Free money to make your home more energy efficient
With the soaring cost of gas and electricity prices, the annual energy bill for the average family in the UK is set to rise by £800 a year, reported the Guardian newspaper on the 24th of May. This follows two increases already this year in the regulator’s cap on domestic energy bills – an increase of £693 to take the cap to £1,971 in April and the latest increase which will take the cap to £2,800 by October.
A little light appears on the horizon thanks to some money-saving tips from listings website Zoopla on the 19th of May:
- if you are in receipt of certain benefits – showing you to be a fuel poor, low income or vulnerable household – the Energy Company Obligation (ECO) scheme makes energy companies pay for double-glazing, insulation and even new boilers;
- you can get grants of up to £5,000 towards the cost of purchasing and installing a biomass boiler or an air source heat pump under the Boiler Upgrade Scheme; and
- further energy efficiency grants provide an average of £10,000 to some households under the Green Homes Grant Local Authority Delivery Scheme.
UK house price growth slows as cost of living climbs
What has been an almost relentless rise in the average price of homes in the UK seems finally to be waning in the face of inflation and the escalating cost of living that follows in its wake.

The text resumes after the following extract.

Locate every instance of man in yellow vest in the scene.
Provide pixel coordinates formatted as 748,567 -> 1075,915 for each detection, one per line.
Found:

A story in the Financial Times on the 18th of May reported that house prices rose by 9.8% in the 12 months to the end of March – somewhat lower than the 11.3% increase that was recorded in the year to the end of February. Nevertheless, the average price of a house in the UK now stands at £278,000 or £24,000 more than at the same time last year.
Nevertheless, there is already a gap between rising house prices and the growth in average earnings – a gap that looks set to increase as inflation and the cost of living continue to make their presence felt. This has led some commentators to predict that the housing market could cool even as far as a fall in average house prices.
Property shortage fears as buy to let homes in the UK are left unoccupied because of energy efficiency rules
Is the government pressing too hard in the imposition of “eco rules”? A story in the Express newspaper on the 20th of May certainly makes that suggestion.
It argues that the range of energy efficiency upgrades that buy to let landlords are being forced to make is resulting in many of those homes standing empty – and that such vacancies will “exacerbate the housing crisis”.
The story takes particular issue with the requirement – introduced in April 2020 – for any buy to let property to have an Energy Performance Certificate (EPC) higher than an E rating. The minimum acceptable EPC will rise to a C rating in 2025 for new tenancies and by 2028 for all lettings. These upgrades could come at a cost of up to £10,000 per dwelling, according to the story.
The newspaper also referred to the government’s plans to ban the sale of gas central heating boilers by 2035 – necessitating additional expense in the installation of heat pumps.
York fraudster jailed for £600k property investment scam
A fraudster from York was jailed for six years by Bradford Crown Court when he was found guilty of the offence that involved taking money from individuals in a rental property scam.
The report by the BBC on the 20th of May explained that the accused promised the would-be investors that empty homes in the area would be refurbished and an income stream generated from the rents when the properties were subsequently let to tenants.
The fraudster never owned or refurbished the homes in question.